I think you can do this already with piped() and Child::try_wait and so on. This is not the kind of thing that my new API is likely to help you very much with, although possibly if you find that things go wrong you may find it convenient to make a ProcessError out of your program's experiences.

Semantic: Please document that we need impl Error for ProcessError.

Done, and discussed cause.

Semantic: I think we should show the command-line arguments in the default case

I added some notes about the question of sensitive arguments. I do still think we should show them.

Semantic: I can imagine the convenience value of the _line variant, but could you give some examples of code that would benefit from it? [suggestion of convenience method on String]

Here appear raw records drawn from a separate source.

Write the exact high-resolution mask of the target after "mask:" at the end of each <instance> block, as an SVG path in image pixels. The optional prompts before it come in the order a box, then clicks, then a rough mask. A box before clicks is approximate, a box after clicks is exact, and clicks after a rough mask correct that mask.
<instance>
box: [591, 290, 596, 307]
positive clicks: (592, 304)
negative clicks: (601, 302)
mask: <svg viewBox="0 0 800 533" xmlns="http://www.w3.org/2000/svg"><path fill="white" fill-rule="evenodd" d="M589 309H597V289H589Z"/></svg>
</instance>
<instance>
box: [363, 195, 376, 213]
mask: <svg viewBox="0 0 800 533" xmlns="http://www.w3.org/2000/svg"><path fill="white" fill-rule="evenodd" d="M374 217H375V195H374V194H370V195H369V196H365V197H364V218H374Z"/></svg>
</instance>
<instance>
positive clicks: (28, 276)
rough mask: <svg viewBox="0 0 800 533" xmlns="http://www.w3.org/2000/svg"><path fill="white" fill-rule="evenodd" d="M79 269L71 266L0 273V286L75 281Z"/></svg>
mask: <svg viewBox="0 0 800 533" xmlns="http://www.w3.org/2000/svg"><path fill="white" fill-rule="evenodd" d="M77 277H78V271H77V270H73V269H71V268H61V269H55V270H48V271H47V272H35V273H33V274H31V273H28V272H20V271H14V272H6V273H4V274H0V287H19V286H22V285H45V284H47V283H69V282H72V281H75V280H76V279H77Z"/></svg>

Many programs on Unix are expected to print a single line. whoami, git rev-parse, wc.

Its main use is that it trims the newline for you, but you could do that (with slightly less error checking) with .trim_end().

TBH I am not 100% sure this function carries its weight. But OTOH the method function String approach isn't able to include the command information in its error. On the third hard, that is true of basically any parsing one does of the output.

In the interests of making progress, I think it's best to decouple this question from my RFC. So I have moved it to the Future Possibilities section.

"Further necessary APIs for SubprocessError" section

Some of these APIs are separable, but at least .has_problem() isn't. I have added notes to these.

The getters and setters are gone now, which makes this much smaller.

(comment edited to fix many spurious linebreaks, sorry about that)

Jan 13 '23 17:01 ijackson

Nit (emphatically not a blocker): your commit message "Rename to ChildOutputStream" seems inaccurate (specifically the "to"), as it renames ChildOutputStream to ChildOutputReader.

Jan 19 '23 09:01 joshtriplett

I've nominated this for the next libs-api meeting. I anticipate proposing FCP on it, unless folks raise any other issues before then.

Jan 19 '23 10:01 joshtriplett

I had been thinking about this, and in particular the implementation, and felt that communication_error: Option<io:Error> was suboptimal, because it makes handling of subprocess communication errors less correct (the kind() isn't very useful). See the reasoning I have left in the comment there.

I'm not 100% sure whether this is better than my previous proposal. One option woudl be to leave this one way or the other for now, and let the implementor decide.

Jan 19 '23 13:01 ijackson